This was a simple dish using just a few ingredients and take a little extra time to present it in a "fancy" way.   This is what summer eating should be about, less time in the kitchen and more time outside with friends and family.  I served this recipe for dinner guests late this summer as tomatoes were still in full swing and melons become ripen.  The garden had some amazing varieties of heirloom tomatoes that I normally wait until they are just ready to pick.  Tomatoes really only need salt and olive oil when they are that fresh.  Melon and tomatoes are a perfect combination that go together seamlessly with little added flavors to compliment one another.  In this case basil, olive oil, a really good aged vinegar and salt.  Here is the recipe I hope you enjoy it.
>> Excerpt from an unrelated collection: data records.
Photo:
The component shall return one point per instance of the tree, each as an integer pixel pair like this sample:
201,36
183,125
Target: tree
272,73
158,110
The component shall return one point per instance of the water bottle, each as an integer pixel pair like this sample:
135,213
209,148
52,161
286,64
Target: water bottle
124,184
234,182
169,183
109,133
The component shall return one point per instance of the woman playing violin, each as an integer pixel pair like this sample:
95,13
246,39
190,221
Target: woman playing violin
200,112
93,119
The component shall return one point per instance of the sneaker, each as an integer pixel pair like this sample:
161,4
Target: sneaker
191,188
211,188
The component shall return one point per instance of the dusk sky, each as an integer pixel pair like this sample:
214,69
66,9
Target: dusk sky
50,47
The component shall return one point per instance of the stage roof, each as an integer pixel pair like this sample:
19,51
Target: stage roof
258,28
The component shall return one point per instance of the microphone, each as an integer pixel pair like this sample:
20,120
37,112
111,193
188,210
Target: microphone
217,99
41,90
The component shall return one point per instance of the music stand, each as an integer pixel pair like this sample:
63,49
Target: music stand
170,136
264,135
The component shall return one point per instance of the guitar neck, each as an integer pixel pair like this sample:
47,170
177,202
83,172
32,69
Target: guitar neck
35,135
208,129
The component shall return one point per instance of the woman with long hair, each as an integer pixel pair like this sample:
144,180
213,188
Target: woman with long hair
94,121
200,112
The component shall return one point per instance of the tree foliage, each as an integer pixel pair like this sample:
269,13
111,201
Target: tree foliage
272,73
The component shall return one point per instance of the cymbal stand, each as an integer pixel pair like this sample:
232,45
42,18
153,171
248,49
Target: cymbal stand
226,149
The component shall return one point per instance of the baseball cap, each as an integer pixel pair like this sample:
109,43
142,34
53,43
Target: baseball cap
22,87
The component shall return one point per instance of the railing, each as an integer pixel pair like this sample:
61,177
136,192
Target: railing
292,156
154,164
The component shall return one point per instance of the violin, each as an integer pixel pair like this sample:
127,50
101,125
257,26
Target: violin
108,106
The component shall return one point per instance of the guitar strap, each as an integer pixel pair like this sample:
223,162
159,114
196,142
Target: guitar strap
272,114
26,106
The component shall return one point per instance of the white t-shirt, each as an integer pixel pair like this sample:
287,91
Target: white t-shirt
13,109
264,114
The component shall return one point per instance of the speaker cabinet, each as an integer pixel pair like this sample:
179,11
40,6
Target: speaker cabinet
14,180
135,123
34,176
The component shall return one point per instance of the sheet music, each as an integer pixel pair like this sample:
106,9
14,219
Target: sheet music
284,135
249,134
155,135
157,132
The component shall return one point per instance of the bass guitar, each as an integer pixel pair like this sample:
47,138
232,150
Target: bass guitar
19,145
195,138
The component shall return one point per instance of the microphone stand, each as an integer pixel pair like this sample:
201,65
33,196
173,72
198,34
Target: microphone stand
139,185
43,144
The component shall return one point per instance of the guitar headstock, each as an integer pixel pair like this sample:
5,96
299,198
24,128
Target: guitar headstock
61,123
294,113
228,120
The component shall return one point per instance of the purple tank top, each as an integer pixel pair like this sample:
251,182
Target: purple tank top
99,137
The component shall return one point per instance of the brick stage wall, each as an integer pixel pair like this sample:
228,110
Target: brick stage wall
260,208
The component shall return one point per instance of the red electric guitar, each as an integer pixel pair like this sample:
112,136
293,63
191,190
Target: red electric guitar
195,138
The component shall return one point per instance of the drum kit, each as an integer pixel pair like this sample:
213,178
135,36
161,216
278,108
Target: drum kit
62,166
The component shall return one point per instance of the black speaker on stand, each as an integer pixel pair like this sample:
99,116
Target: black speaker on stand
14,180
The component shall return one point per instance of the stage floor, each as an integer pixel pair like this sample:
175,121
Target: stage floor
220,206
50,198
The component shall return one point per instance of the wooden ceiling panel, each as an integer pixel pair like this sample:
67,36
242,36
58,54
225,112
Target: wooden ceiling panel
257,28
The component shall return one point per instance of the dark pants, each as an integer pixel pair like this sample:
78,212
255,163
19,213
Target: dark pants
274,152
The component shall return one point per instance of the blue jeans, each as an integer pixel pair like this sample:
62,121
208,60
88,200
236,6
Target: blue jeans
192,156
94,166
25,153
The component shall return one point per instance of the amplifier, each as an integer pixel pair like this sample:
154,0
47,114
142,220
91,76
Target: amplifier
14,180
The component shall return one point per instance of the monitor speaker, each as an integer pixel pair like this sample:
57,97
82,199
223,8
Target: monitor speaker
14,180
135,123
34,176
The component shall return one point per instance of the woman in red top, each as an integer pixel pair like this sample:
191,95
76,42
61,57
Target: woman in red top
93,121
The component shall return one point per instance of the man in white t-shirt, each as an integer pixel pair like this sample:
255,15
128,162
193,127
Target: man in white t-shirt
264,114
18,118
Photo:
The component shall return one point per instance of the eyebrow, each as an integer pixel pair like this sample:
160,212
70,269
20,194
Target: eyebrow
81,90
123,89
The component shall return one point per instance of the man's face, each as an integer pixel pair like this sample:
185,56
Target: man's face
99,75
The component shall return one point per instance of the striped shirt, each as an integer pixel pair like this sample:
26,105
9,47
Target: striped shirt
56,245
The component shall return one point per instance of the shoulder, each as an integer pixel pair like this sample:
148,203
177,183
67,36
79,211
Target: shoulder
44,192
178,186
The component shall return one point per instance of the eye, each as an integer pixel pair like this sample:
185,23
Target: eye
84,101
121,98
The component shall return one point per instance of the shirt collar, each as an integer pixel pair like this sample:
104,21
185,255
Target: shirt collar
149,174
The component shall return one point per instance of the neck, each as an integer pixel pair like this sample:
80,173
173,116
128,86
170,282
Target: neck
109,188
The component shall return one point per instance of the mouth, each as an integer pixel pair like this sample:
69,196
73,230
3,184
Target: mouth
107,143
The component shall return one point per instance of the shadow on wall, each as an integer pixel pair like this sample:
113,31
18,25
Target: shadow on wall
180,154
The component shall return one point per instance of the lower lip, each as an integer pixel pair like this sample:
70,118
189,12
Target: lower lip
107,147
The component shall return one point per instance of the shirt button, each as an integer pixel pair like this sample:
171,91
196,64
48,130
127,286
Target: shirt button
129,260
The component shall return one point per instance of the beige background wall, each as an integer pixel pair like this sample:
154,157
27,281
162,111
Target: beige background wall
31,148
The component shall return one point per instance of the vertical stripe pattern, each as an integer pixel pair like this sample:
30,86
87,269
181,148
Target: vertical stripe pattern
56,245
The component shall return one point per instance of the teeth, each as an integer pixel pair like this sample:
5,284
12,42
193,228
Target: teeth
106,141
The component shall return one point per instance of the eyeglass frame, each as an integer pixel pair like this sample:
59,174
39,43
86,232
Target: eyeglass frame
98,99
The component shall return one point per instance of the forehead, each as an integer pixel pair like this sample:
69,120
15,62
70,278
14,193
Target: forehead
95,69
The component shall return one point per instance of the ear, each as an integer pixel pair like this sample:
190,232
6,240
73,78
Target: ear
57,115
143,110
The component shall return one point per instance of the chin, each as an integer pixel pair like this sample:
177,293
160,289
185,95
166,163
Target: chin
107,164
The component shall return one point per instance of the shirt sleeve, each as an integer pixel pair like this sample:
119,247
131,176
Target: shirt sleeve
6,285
Galia melon sliced 1/8 inch thick  (Mold)
4 large heirloom tomatoes 1/8 inch thick
Blis aged Solera sherry vinegar (here)
Olive oil

1 oz of sunflower sprouts
3 tbsp of sunflower seeds
3 tbsp of fresh basil leaves
Olive oil

For the Terrine,

You will need a square pastry mold  or something similar to have the shape of the terrine.  I peeled and cut the melon into slices and then used the mold to cut perfect squares.  I continued until the majority of the melon was cut into squares (Set the scraps of the melon aside to eat later or maybe use in a gazpacho for another recipe).  Repeat the same process for the tomatoes insuring that you use only the center cuts of the tomatoes and not the skin.  Once you have the perfect squares of each melon and tomatoes, alternate melon and tomatoes inside your pastry mold until you reach the top.  Then carefully holding on the top remove the mold.  I then carefully wrapped them in plastic wrap somewhat tight and placed them in the refrigerator until I was ready to serve later that evening. Repeat the same process until you have 5 terrines.  You should have something that looks like this picture.

tomato .jpg


To Finish,

Simply take all the ingredients for the salad and place them in a bowl.  Drizzle lightly with olive oil and salt and set aside.  Take the terrine out of the refrigerator and slice the terrine in half right down the middle keep the plastic wrap on to help keep the shape (continue with the others).  Then after the terrine is cut place each half on a plate carefully removing the plastic wrap (should have enough for 10 servings).  Drizzle the top with olive oil and salt.  Place the salad next to it.  Then add some of the age blis solera vinegar to finish the dish.  Serve and enjoy!